Friday, February 22, 2013

Redemption (and a Recommendation)

Do you believe that people can truly change for the better?

For many people the idea of redemption is integral to religion or personal philosophy. In the context of novels, however, I'm becoming convinced that a book's flavor depends a lot on whether the author has an underlying belief in redemption.

Based on their books I would guess that some authors don't subscribe to that philosophy. I would say they are probably more of the mind that people do change, frequently, but not necessarily for good or ill. They simply become a different version of themselves through age and circumstance. And I understand the thought behind that idea. All of us face choices every day; sometimes we make good decisions and sometimes not. Nobody is always good or always bad.

But other authors, whether they realize it or not, very clearly do believe in redemption. Any story about "the power of love" or about a hero whose internal convictions overcome negative circumstance is, in my view, a story of positive change. Obviously any tale of a villain seeing the error of his ways and making a change is a redemption story. (And now all I can think of is Despicable Me.)

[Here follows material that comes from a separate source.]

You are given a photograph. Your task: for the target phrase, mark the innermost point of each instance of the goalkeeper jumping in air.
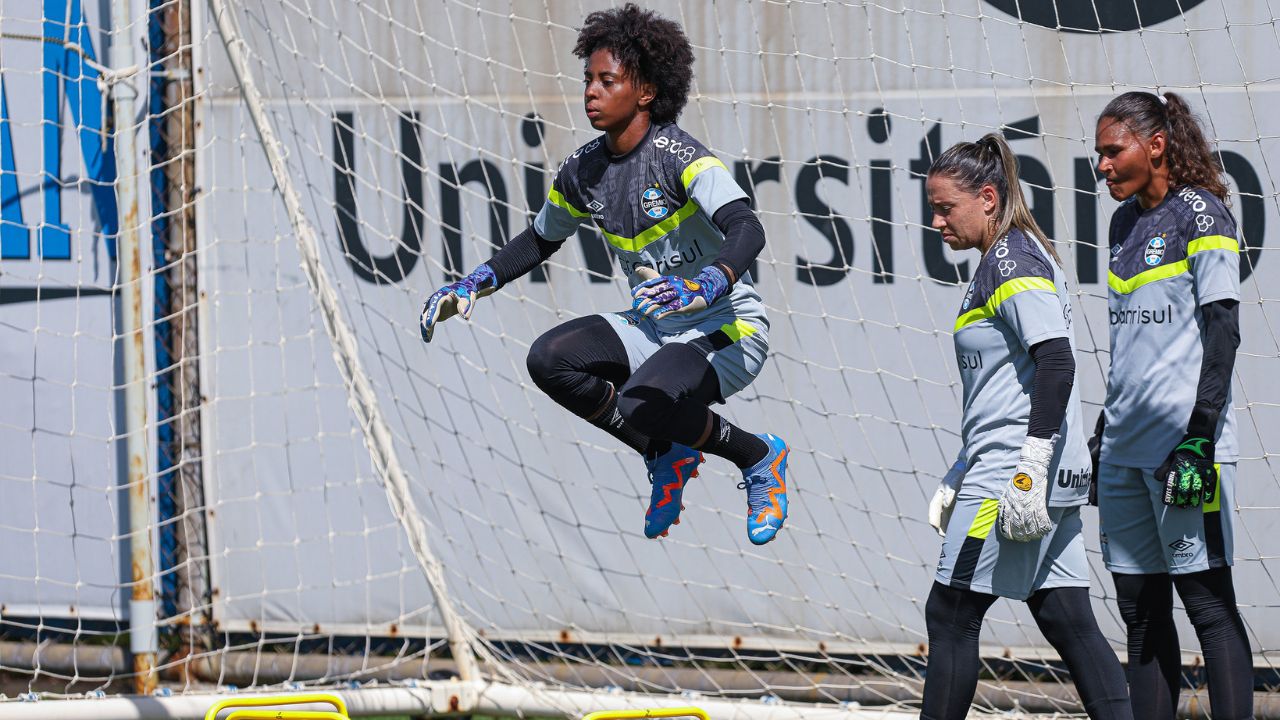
(685, 236)
(1024, 466)
(1166, 478)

Personally I'm a sucker for redemption stories. I love to watch someone who is flawed become less flawed through the conflicts that arise in a story. I love to see that internal struggle as an anti-hero recognizes his shortcomings and determines to change.

This is one of the reasons I'm loving the Daughter of Smoke and Bone series by Laini Taylor. It is, in essence, about two people who desperately seek redemption, but whose circumstances constantly make that goal harder and harder to reach. It's a long, painful road to redemption, and they don't always make the right choices. Their ultimate success is not guaranteed (and with the series still in progress, it's impossible to know for certain what will happen). And yet they are trying, and there is hope.

It's difficult to say what exactly the books are about without giving away too much of the story. I can say this much: they're about a blue-haired girl living in Prague who is an art student on the surface, but who has a secret life collecting teeth on the side for the monsters who raised her. Intrigued? Just wait. There's so much more to the story.

It's a totally fascinating series, with a gripping plot and characters who feel very tangible. It's creative and stunning and beautiful. Best of all, it explores this in-depth struggle for redemption in ways which I've seen few other YA books do.

So what about you? Do you like redemption stories? What are your favorites?


  1. Redemption stories are great. "A Christmas Carol" is arguably one of the most successful stories ever written.